Last Updated on July 15, 2017 by Dave Farquhar

I picked up a Celeron G1610 CPU last week and I’m using it to build a Linux box. Yeah, it’s a Celeron. But it performs like a 2011-vintage Core i3 or a 2010-vintage Core i5, consumes less power than either, and costs less than $50. It’s hard to go wrong with that.

I would have happily gone AMD of course, but I really wanted a micro ATX motherboard that could take 32 GB of RAM, and I wanted to keep the cost of the motherboard plus CPU under $150. To get all of that with AMD, I would have had to have made more compromises. I ended up with a Gigabyte GA-Z77M-D3H-MVP motherboard. The Gigabyte was an open-box item priced at a deep discount. A comparable Intel board would have cost $20 more, and a comparable Asus more like $30 more.

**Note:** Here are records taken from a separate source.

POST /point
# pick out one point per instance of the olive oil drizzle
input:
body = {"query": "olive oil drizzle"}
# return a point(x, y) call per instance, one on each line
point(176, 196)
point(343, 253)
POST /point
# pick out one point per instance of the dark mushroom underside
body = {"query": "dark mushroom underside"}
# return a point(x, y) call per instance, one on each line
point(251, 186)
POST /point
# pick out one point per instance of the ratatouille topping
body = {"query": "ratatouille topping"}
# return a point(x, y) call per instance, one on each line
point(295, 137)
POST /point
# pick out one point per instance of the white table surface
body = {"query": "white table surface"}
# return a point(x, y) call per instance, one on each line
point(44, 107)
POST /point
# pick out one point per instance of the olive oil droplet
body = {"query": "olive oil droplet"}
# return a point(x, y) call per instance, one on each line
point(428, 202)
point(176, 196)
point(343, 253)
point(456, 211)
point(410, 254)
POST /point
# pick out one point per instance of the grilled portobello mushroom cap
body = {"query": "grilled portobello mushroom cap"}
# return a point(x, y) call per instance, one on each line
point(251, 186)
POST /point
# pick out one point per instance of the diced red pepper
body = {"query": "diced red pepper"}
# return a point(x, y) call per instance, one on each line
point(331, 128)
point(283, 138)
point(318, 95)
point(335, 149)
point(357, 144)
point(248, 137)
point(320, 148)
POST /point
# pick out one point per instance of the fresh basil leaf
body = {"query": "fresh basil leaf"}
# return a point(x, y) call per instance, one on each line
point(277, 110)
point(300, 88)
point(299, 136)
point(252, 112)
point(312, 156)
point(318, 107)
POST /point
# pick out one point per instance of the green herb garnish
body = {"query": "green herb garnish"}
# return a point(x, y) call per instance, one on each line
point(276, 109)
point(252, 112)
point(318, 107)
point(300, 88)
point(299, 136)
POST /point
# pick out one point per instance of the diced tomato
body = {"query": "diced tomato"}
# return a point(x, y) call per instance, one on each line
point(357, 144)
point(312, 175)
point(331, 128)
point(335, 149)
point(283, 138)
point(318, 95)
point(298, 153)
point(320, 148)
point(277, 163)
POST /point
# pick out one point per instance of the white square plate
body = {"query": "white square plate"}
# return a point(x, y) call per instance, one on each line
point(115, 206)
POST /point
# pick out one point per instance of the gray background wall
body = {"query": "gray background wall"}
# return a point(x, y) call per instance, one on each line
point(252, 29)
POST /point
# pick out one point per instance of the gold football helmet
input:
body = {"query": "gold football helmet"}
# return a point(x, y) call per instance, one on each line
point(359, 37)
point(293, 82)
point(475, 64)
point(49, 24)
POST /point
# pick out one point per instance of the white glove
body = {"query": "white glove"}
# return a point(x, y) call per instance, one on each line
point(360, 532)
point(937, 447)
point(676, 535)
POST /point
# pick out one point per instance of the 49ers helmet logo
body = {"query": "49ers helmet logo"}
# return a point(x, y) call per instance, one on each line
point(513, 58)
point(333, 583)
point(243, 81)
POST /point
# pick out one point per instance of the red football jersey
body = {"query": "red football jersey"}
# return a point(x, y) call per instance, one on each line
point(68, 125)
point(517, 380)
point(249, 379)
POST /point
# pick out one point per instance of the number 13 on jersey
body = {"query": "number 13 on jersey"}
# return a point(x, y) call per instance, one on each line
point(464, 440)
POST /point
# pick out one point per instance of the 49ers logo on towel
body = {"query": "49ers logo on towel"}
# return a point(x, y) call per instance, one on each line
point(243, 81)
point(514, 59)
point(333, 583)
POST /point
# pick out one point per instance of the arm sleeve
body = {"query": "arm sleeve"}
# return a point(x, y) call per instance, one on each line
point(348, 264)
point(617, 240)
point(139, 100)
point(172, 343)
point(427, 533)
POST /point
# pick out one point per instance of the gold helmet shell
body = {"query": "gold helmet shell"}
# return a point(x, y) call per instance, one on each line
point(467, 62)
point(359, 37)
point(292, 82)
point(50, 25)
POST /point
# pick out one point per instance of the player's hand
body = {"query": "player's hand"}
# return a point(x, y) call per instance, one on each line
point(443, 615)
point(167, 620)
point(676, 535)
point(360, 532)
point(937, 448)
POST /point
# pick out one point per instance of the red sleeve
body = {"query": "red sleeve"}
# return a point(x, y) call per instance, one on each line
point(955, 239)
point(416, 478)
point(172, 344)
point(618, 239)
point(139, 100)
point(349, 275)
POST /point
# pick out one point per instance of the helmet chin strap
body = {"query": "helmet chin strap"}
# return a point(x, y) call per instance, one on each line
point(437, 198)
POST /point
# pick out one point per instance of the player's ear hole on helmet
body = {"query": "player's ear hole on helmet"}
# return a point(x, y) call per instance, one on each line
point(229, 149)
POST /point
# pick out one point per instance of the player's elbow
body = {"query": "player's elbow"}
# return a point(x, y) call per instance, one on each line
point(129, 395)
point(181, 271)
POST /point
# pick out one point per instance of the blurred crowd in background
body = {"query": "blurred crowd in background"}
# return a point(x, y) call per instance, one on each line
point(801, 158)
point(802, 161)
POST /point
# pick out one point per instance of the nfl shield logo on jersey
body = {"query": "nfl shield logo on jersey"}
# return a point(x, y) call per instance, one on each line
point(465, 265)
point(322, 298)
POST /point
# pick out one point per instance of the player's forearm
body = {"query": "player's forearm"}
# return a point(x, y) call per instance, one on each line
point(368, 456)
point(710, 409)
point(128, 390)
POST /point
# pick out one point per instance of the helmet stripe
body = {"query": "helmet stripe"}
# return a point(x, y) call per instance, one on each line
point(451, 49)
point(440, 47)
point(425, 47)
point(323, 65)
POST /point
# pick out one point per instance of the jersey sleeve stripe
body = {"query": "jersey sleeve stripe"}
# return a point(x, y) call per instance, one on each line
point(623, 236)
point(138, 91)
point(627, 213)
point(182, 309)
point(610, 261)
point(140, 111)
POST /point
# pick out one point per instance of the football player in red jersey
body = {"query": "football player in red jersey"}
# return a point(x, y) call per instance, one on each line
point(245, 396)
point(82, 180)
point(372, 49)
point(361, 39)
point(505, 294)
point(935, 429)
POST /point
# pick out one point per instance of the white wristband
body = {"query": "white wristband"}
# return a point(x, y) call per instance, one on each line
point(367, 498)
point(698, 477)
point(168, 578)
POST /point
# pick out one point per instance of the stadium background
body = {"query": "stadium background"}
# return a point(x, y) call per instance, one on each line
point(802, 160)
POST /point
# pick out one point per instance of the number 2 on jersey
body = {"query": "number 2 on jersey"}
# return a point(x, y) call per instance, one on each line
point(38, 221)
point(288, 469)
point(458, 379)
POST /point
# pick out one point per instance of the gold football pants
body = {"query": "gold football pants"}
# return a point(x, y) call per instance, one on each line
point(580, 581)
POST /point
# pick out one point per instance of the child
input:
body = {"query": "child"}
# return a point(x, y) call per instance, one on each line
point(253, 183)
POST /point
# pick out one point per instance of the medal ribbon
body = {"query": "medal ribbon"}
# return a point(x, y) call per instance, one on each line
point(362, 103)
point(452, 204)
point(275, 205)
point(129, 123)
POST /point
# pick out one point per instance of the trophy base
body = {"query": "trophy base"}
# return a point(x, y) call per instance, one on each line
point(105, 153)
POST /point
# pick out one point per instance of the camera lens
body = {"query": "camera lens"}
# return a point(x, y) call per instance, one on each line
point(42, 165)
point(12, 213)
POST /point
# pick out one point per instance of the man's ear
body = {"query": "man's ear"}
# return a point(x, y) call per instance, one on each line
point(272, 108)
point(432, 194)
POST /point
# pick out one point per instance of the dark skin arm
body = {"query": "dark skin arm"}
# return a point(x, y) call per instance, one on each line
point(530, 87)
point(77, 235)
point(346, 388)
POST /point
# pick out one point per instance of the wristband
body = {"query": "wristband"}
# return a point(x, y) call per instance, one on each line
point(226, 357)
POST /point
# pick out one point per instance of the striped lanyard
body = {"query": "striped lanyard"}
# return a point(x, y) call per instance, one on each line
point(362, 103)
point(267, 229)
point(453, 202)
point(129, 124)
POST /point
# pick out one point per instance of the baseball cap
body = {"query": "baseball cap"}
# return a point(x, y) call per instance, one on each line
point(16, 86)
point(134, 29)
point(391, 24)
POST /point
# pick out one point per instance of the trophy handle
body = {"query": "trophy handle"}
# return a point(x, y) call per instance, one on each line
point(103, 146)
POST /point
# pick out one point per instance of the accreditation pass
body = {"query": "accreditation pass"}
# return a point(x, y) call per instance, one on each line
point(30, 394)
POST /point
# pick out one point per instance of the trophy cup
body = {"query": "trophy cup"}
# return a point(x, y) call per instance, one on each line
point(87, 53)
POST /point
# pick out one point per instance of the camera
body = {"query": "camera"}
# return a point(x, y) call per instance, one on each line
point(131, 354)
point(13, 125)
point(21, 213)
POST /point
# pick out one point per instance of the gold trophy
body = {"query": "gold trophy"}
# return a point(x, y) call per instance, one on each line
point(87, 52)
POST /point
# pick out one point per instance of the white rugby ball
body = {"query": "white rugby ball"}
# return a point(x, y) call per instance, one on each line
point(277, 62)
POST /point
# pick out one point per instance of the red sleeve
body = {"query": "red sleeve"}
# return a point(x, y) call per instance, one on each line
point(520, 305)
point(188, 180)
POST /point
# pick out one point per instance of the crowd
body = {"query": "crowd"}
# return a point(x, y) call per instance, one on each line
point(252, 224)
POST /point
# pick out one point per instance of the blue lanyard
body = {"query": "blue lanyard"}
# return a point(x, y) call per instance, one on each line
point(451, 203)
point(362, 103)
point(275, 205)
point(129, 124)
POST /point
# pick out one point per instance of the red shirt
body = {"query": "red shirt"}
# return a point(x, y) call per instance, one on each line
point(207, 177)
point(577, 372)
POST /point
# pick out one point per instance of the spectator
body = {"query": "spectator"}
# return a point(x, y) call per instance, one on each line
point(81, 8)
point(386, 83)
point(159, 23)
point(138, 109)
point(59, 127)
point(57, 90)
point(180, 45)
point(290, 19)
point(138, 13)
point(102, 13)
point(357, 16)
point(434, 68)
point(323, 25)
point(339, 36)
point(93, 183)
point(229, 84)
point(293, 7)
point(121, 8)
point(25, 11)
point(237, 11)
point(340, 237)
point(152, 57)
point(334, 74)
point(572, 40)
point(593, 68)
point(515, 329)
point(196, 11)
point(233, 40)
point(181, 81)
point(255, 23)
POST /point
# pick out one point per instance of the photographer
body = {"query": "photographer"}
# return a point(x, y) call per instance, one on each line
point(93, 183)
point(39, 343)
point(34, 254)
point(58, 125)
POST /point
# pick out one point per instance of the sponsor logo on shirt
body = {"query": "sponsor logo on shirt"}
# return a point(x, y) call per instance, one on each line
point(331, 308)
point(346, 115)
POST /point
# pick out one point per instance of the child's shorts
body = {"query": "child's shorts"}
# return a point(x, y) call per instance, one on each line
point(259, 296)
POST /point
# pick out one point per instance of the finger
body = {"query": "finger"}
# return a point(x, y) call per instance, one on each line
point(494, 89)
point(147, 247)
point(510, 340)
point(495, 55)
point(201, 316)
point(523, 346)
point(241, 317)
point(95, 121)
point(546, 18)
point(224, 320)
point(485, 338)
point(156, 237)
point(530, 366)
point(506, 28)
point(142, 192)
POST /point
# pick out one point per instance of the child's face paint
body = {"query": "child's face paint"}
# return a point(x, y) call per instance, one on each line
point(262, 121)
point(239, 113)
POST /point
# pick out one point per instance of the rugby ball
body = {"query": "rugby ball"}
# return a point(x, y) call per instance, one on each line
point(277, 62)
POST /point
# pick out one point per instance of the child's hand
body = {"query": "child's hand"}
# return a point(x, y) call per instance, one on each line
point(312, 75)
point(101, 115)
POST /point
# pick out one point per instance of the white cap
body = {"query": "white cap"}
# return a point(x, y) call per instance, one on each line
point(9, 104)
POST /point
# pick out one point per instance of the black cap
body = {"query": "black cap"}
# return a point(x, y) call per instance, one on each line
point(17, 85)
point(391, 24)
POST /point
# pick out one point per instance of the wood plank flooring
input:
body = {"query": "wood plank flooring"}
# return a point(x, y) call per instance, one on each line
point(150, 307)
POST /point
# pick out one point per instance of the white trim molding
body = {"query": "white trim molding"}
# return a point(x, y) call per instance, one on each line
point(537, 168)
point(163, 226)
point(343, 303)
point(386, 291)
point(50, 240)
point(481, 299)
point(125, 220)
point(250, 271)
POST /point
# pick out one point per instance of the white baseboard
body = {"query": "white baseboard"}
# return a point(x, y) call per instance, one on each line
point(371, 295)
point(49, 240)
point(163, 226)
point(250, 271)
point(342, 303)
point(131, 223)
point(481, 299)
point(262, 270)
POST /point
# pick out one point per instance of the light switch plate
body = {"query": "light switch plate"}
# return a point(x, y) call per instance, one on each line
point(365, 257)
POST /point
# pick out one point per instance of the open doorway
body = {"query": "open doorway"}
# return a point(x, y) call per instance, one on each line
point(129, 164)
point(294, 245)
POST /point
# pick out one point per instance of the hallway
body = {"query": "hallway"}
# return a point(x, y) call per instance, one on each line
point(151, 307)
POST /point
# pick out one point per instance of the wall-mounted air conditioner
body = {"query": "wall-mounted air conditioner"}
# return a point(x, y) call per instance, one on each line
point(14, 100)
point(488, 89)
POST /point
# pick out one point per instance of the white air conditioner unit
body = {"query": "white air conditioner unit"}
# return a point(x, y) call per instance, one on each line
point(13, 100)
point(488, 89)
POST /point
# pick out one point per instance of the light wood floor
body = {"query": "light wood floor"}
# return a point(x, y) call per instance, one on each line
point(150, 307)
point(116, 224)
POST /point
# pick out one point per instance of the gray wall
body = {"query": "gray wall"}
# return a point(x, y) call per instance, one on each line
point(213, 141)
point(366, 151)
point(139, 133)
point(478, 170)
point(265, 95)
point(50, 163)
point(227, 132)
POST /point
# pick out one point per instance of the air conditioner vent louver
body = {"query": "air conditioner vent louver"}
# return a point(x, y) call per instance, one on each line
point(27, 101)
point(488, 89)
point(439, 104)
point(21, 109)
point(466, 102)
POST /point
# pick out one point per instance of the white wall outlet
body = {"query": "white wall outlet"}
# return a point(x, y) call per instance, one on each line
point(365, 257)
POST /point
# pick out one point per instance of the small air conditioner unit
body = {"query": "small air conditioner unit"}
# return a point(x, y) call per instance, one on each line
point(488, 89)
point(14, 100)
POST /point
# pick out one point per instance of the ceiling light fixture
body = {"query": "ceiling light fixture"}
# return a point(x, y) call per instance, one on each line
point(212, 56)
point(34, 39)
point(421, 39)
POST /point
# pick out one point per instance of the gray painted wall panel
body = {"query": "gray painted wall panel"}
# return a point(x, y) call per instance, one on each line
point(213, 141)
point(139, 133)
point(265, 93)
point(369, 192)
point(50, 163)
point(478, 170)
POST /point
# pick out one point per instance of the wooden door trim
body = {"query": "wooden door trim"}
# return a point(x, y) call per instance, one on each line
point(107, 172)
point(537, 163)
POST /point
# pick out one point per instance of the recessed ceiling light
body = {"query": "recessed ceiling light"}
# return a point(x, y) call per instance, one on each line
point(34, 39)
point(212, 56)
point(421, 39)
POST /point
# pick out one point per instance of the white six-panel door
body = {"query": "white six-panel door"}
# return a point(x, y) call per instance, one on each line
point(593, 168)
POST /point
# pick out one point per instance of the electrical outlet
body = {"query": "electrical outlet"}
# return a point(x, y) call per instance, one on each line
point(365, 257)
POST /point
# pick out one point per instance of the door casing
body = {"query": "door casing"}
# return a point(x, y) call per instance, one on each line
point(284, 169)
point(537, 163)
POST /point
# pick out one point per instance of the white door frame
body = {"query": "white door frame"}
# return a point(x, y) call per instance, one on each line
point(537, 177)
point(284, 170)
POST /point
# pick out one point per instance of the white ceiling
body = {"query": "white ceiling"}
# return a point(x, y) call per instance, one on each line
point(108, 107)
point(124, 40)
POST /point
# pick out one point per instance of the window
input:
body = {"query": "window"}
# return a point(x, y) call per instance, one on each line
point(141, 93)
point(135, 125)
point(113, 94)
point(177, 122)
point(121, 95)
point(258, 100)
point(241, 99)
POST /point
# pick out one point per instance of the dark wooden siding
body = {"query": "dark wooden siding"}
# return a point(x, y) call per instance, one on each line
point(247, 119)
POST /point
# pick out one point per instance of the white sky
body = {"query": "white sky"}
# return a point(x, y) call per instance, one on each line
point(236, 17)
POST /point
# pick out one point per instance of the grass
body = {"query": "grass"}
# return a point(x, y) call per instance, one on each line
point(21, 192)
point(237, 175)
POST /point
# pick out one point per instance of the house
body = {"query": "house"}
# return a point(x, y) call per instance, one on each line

I outfitted it with a pair of 8 GB DIMMs from Crucial–I’ll get another pair later this year–and a vanilla (not Pro) Samsung 840 SSD. I want to play with huge ramdisks and virtual machines, and I want to use a Linux box running on something powerful enough that I’d be willing to run Windows on it. The last time I had that was in 2000 or so, when I had an Abit BP6 motherboard with a pair of 500 MHz Celerons on it (I was one of the 12 people who bought a BP6 and then didn’t overclock with it), a 10,000 RPM Quantum (of course) SCSI drive, and something like 320 MB of RAM.

See a pattern? I’m much more apt to spend money on fast storage and truckloads of RAM than on the CPU. Other than transcoding video, I don’t do much CPU-intensive work, and I don’t think many other people do either.

So what about this Celeron?

It has the lowest clock rate of any Socket 1155 chip still in production. It has two cores but no hyperthreading, and less cache than a Core i-series chip or even a Pentium. And you have few or no options as far as overclocking it. Since I’m not interested in overclocking, that doesn’t bother me. This is the CPU that Intel wants to sell to the most casual of casual users.

Surround it with the right parts, though, and it can still fly. With no tweaking whatsoever, the current version of Debian boots to a GUI login prompt in eight seconds. Libre Office Writer loads in three seconds. My biggest gripe through the years with Open Office (and Libre Office by extension) was its slow load time, so color me impressed. It still takes 3/8 as long to load as the entire operating system, but I’m not certain any post-2003 version of Microsoft Office could do much better than that.

Installation was dead simple, as Debian is perfectly happy with the Intel Z77 chipset on the Gigabyte board. It all just worked, accepting the defaults and just giving it names and passwords for its user accounts.